Fora do espaço geográfico português, mas ainda relativo à monarquia portuguesa há a
mencionar as viagens de D. Pedro II, imperador do Brasil (1825-1891) em 1876 aos
Estados Unidos, Europa e Médio Oriente. Nos diários desta viagem, e após atravessar o
Atlântico, o autor refere a sua visita a vários países do Velho Continente, Egito, Líbano,
Síria e Palestina. Note-se que D. Pedro II havia já feito uma viagem à Europa e ao
Egito em 1871, mas dela não se encontraram cronicas pessoais.
Militares
Numa vertente militar destaca-se a figura de Francisco Afonso Chaves. Naturalista
açoriano, Chaves (1857-1926) teve um papel fulcral no desenvolvimento científico,
sobretudo na biologia, geologia, geofísica, vulcanologia, sismologia, e meteorologia, mas
as suas viagens repercutem muito mais do que o mero conhecimento académico.

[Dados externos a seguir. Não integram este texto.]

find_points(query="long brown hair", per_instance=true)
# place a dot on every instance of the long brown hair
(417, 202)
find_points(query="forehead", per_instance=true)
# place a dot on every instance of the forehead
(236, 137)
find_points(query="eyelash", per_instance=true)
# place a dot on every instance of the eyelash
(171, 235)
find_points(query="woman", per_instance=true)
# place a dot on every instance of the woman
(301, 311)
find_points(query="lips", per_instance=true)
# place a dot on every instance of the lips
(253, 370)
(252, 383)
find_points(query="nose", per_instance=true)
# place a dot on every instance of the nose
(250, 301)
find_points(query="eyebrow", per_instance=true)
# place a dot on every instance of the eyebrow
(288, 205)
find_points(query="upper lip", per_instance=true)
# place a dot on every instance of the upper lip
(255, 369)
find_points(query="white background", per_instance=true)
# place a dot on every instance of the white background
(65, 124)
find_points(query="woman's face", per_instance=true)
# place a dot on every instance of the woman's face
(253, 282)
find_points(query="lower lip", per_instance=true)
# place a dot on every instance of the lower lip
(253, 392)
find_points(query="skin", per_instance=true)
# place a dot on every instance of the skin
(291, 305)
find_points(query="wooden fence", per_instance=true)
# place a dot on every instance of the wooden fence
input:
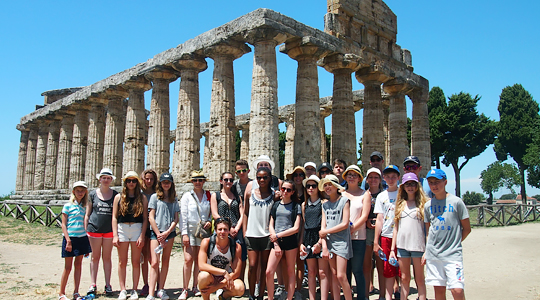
(503, 214)
(32, 213)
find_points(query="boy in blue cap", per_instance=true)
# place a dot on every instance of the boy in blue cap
(447, 225)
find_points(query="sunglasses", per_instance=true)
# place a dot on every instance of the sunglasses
(288, 190)
(411, 167)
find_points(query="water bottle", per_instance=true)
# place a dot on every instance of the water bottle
(308, 251)
(382, 255)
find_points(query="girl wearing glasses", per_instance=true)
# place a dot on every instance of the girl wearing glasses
(312, 213)
(409, 237)
(129, 222)
(227, 204)
(258, 203)
(284, 224)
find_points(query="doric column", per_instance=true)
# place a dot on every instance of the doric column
(29, 170)
(21, 162)
(373, 132)
(41, 154)
(307, 110)
(52, 153)
(158, 155)
(113, 151)
(187, 145)
(78, 146)
(222, 113)
(397, 120)
(264, 102)
(288, 164)
(244, 143)
(96, 140)
(420, 139)
(135, 133)
(64, 150)
(343, 122)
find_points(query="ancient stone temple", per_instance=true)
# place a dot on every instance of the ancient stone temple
(78, 131)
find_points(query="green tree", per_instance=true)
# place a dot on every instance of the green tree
(465, 133)
(499, 175)
(472, 198)
(437, 113)
(518, 122)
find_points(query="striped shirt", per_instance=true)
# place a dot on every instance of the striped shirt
(75, 214)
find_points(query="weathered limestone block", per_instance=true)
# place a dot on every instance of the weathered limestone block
(134, 139)
(113, 151)
(420, 139)
(21, 162)
(188, 133)
(222, 123)
(64, 150)
(397, 120)
(373, 130)
(307, 111)
(52, 153)
(158, 155)
(96, 140)
(79, 144)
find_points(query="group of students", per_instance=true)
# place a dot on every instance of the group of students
(333, 223)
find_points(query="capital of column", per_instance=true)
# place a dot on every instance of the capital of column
(338, 62)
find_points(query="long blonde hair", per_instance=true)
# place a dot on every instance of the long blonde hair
(420, 200)
(137, 208)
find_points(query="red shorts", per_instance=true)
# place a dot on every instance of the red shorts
(389, 270)
(108, 235)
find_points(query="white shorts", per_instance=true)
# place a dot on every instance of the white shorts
(129, 232)
(445, 273)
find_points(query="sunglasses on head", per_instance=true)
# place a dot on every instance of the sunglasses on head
(288, 190)
(241, 171)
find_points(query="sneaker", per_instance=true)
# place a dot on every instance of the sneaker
(134, 295)
(108, 290)
(92, 290)
(162, 294)
(183, 295)
(145, 290)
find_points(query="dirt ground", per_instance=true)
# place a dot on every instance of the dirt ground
(500, 263)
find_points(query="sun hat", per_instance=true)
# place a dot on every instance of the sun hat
(262, 158)
(437, 173)
(333, 180)
(311, 178)
(409, 177)
(289, 176)
(353, 168)
(105, 171)
(80, 183)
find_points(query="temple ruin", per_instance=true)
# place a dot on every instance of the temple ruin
(78, 131)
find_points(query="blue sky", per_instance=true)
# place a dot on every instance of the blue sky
(478, 47)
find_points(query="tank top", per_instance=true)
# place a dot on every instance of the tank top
(129, 217)
(259, 215)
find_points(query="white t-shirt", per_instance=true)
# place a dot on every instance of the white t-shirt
(386, 204)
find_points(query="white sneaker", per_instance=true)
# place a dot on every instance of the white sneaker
(183, 295)
(162, 294)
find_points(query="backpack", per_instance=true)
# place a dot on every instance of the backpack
(212, 245)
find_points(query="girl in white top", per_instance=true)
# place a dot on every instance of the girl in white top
(360, 205)
(409, 237)
(194, 207)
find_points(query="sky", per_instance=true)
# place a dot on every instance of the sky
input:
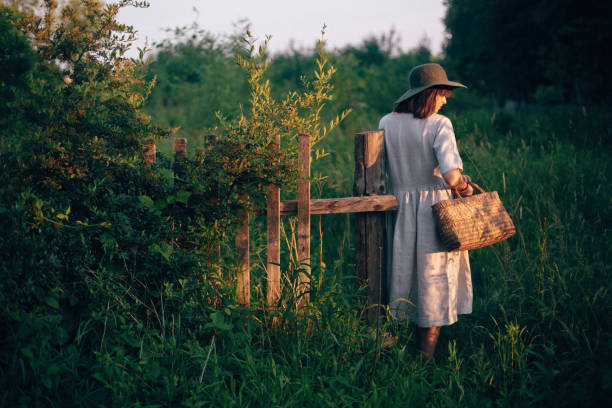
(300, 22)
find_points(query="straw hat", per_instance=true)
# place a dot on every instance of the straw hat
(426, 76)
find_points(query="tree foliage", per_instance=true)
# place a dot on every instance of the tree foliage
(550, 51)
(101, 245)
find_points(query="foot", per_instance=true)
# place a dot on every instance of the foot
(428, 338)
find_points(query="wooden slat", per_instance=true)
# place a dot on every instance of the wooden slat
(361, 235)
(369, 226)
(243, 290)
(273, 234)
(149, 152)
(179, 146)
(343, 205)
(303, 213)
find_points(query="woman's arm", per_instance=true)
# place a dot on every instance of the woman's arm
(459, 182)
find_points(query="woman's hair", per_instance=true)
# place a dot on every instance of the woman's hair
(423, 104)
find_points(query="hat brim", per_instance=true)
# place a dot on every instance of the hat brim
(411, 92)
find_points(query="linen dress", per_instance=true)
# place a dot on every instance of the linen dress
(427, 284)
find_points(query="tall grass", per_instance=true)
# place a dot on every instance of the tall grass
(539, 333)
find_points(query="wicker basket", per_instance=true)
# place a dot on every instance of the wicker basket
(472, 222)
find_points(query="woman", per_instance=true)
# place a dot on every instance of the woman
(427, 284)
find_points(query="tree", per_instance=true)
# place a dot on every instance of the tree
(511, 48)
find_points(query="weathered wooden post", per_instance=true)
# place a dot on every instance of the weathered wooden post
(303, 212)
(370, 226)
(179, 147)
(243, 288)
(273, 235)
(149, 152)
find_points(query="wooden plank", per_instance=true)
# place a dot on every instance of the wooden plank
(273, 236)
(149, 152)
(370, 226)
(361, 235)
(243, 289)
(303, 213)
(342, 205)
(179, 146)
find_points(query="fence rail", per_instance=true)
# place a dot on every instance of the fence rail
(368, 203)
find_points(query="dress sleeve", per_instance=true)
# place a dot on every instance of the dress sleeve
(445, 147)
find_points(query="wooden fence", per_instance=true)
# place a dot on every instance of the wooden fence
(369, 203)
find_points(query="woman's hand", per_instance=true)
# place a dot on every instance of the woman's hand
(459, 182)
(468, 190)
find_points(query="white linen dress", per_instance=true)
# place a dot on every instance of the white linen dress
(427, 285)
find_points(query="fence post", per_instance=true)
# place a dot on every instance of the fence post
(179, 146)
(273, 235)
(149, 152)
(303, 202)
(243, 288)
(370, 227)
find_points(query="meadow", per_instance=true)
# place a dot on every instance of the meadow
(114, 296)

Efetivamente, Chaves manteve um vasto interesse por outras áreas temáticas que
concretizou em viagens de trabalho que perfazem um álbum não científico, mas que
inclui instantâneos de lugares num puro deleite pelas formas do mundo. Dito de outro
modo: Francisco Afonso Chaves combina a curiosidade do cientista com a sensibilidade
do artista. Visitou Londres e Veneza, Marrocos e Paris, mas foi a sua deambulação
africana em 1906 que melhor traduz o seu olhar singular. A bordo do vapor Lusitânia, o
açoriano visitou Moçambique, África do Sul e Zanzibar numa viagem cujas imagens nos
ajudam a construir um olhar atento sobre esses destinos pouco frequentados pelos
viajantes nacionais. Fazendo da estereoscopia a sua técnica principal, o seu trabalho
fotográfico do Continente Negro é de uma qualidade inusitada como denota o espólio
depositado no Museu Carlos Machado em Ponta Delgada, Açores, instituição que ajudou
a formar. Assente numa rara interação e até fusão entre arte e ciência, e combinando a
curiosidade do cientista com a sensibilidade do fotógrafo, o registo sistemático da
paisagem, dos costumes e tradições torna-o um caso único na sua geração. Detentor de
uma metódica construção conceptual e formal, Chaves explora formas inovadoras de
perceção e imersão visual, como plasmam as imagens do périplo africano expressando
uma errância e um testemunho da sua paixão de conhecimento do mundo que
complementa com diários de viagem que ajudam a percecionar melhor a sua
mundividência completando um olhar cruzado entre escrita e imagem, fruição e erudição.
6
Para uma elencagem mais completa ver Miguel Ribeiro Pedras. Viajar com os Reis de Portugal. A Esfera dos
Livros: Lisboa, 2020; António Ferreira Basto. Viagens por Terra com El-Rei D. Carlos. Lisboa: Chaves
Ferreira Publicações,1997; Filipa Lowndes Vicente. Viagens e Exposições. D. Pedro V na Europa do Século
XIX. Lisboa: Gótica, 2003.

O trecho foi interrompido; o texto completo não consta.